If we do not raise enough money for exploration, we will have to delay exploration or go out of business.
 
We are in the very early exploration stage on each of our properties and we need additional financing before we are able to continue our exploration efforts. We have not generated any revenue from operations since our incorporation and we anticipate that we will continue to incur operating expenses without revenues unless and until we are able to identify a mineral resource in a commercially exploitable quantity on one or more of our mineral properties and we build and operate a mine.
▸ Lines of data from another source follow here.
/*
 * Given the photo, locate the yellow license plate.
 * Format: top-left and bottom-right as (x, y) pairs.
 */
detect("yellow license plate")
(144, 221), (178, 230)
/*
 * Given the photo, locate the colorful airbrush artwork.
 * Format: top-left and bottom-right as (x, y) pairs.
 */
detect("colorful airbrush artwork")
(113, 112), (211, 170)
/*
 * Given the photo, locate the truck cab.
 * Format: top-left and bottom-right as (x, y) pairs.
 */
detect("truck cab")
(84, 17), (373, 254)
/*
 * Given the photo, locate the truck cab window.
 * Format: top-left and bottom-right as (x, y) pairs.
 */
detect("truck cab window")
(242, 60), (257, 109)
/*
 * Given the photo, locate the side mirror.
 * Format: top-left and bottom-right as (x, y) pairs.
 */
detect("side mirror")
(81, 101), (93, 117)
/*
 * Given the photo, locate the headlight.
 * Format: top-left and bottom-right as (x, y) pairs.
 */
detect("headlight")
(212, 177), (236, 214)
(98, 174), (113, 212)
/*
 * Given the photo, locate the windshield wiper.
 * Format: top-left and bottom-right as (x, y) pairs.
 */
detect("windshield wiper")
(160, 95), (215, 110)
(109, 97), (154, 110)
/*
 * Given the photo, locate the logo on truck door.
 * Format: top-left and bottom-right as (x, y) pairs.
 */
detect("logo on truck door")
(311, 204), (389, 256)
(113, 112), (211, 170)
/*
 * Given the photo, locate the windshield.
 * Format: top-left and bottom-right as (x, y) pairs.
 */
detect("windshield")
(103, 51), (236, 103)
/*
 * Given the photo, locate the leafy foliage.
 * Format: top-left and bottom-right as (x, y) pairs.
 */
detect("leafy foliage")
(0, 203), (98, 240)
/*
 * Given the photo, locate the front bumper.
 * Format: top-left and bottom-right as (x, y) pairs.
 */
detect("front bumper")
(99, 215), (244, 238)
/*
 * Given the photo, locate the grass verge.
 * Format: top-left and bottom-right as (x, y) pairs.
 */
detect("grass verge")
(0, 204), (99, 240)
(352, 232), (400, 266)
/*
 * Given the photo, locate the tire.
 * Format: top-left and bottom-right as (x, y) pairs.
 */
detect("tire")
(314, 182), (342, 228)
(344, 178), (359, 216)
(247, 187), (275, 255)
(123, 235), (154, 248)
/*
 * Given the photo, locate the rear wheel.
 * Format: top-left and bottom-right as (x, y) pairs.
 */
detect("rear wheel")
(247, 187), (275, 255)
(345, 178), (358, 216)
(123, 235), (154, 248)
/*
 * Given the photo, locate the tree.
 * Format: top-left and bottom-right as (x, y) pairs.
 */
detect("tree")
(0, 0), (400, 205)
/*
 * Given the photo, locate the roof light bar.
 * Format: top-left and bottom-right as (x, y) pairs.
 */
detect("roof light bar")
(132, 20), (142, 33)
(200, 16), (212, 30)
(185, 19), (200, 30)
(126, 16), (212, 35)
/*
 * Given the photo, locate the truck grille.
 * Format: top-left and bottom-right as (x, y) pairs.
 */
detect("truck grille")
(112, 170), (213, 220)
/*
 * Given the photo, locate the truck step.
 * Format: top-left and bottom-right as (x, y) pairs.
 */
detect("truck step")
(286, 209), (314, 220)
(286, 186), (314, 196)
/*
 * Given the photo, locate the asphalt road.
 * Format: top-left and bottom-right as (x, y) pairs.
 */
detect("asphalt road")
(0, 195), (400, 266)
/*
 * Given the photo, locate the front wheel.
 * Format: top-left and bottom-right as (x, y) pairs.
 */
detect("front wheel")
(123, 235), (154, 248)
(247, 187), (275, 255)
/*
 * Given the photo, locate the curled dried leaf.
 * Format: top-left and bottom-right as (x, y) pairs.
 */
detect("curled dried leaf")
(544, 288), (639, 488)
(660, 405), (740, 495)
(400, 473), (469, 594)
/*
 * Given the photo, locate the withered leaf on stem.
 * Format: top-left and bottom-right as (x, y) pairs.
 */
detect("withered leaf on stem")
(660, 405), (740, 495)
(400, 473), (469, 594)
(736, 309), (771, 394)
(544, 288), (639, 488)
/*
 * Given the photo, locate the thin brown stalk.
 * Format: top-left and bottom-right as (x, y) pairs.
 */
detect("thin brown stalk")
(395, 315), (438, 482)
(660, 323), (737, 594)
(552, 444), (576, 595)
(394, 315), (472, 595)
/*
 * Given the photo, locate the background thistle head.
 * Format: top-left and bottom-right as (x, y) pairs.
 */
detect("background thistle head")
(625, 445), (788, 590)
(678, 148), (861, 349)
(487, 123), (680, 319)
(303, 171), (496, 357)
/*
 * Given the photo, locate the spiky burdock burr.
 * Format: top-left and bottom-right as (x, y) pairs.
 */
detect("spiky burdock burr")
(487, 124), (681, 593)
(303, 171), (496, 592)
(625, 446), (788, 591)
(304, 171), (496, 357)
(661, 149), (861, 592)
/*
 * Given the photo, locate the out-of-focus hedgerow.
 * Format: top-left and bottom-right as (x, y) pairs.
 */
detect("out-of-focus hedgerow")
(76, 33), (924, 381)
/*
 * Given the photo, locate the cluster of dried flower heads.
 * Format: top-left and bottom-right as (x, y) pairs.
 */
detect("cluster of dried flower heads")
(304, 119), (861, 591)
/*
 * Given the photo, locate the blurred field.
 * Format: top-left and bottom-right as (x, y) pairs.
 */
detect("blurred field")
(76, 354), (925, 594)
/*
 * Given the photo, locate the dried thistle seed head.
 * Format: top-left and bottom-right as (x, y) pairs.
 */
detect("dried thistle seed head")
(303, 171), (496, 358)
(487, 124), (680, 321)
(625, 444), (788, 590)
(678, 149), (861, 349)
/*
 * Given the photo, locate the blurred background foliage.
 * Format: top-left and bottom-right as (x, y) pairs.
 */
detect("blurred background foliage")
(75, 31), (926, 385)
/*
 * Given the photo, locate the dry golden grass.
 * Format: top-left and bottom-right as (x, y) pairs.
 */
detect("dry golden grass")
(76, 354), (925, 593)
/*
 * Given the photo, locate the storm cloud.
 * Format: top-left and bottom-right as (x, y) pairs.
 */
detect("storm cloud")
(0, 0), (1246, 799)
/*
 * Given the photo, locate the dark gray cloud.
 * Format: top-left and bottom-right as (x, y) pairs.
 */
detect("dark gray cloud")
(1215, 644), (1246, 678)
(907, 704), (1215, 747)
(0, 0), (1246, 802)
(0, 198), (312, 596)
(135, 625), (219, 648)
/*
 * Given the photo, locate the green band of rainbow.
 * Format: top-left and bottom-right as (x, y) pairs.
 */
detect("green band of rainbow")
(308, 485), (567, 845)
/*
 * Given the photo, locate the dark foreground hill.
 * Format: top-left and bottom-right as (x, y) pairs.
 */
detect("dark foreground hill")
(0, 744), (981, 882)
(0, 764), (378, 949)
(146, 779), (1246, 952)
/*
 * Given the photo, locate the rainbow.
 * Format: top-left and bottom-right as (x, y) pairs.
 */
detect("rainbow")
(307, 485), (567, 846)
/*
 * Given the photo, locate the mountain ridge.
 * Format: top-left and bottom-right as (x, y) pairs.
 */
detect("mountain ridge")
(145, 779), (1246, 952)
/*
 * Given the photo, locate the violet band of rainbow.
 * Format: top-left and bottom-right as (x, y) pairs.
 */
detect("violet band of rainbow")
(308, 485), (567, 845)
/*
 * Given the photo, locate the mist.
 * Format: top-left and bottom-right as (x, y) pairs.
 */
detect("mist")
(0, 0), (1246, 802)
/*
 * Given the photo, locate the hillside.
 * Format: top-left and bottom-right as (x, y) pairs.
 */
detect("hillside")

We have not made any arrangements for financing and we may be unable to raise financing. If we are not able to raise any financing we will have to delay our exploration or go out of business. As we cannot assure a lender that we will be able to successfully explore and develop our mineral properties, we will probably find it difficult to raise debt financing from traditional lending sources. We have traditionally raised our operating capital from sales of equity and debt securities, but there can be no assurance that we will continue to be able to do so. If we cannot raise the money that we need to continue exploration of our mineral properties, we may be forced to delay, scale back, or eliminate our exploration activities. If any of these were to occur, there is a substantial risk that our business would fail.
 
As of July 29, 2007, we had $201,000 in cash. We incurred a net loss of $23,262 for the period January 1, 2007 to March 31, 2007.  We estimate our average monthly operating expenses to be approximately $10,000 per month, not including exploration, general and administrative expenses. Once we commence exploration activities, we will require approximately $833,000 per month. As a result, we believe that if we are to commence exploration and extraction activities that we will have to raise additional funds to meet our currently budgeted operating requirements for the next 12 months.
 
We may not have access to all of the supplies and materials we need to begin exploration that could cause us to delay or suspend operations.
 
Competition and unforeseen limited sources of supplies in the industry could result in occasional spot shortages of supplies, such as explosives, and certain equipment such as bulldozers and excavators that we might need to conduct exploration. We have not attempted to locate or negotiate with any suppliers of products, equipment or materials. We will attempt to locate products, equipment and materials after this offering is complete. If we cannot find the products and equipment we need, we will have to suspend our exploration plans until we do find the products and equipment we need.
 
We do not have enough money to complete our exploration and consequently may have to cease or suspend our operations unless we are able to raise additional financing.
 
We are in the very early exploration stage on each of our properties and we need additional financing before we are able to continue our exploration efforts. Because we are conducting exploration on undeveloped projects, we do not know how much we will have to spend to find out if there is mineralized material on our property. If we are unable to find exploration partners to venture with to complete our exploration programs on our properties, we will need to raise additional funds from a public offering, a private placement or loans. At the present time, we have not made any plans to raise additional money and there is no assurance that we would be able to raise additional money in the future. In we need additional money and cannot raise it, we will have to suspend or cease operations.

14

We face intense competition in the mineral resources market and we cannot assure you that we will be able to compete successfully.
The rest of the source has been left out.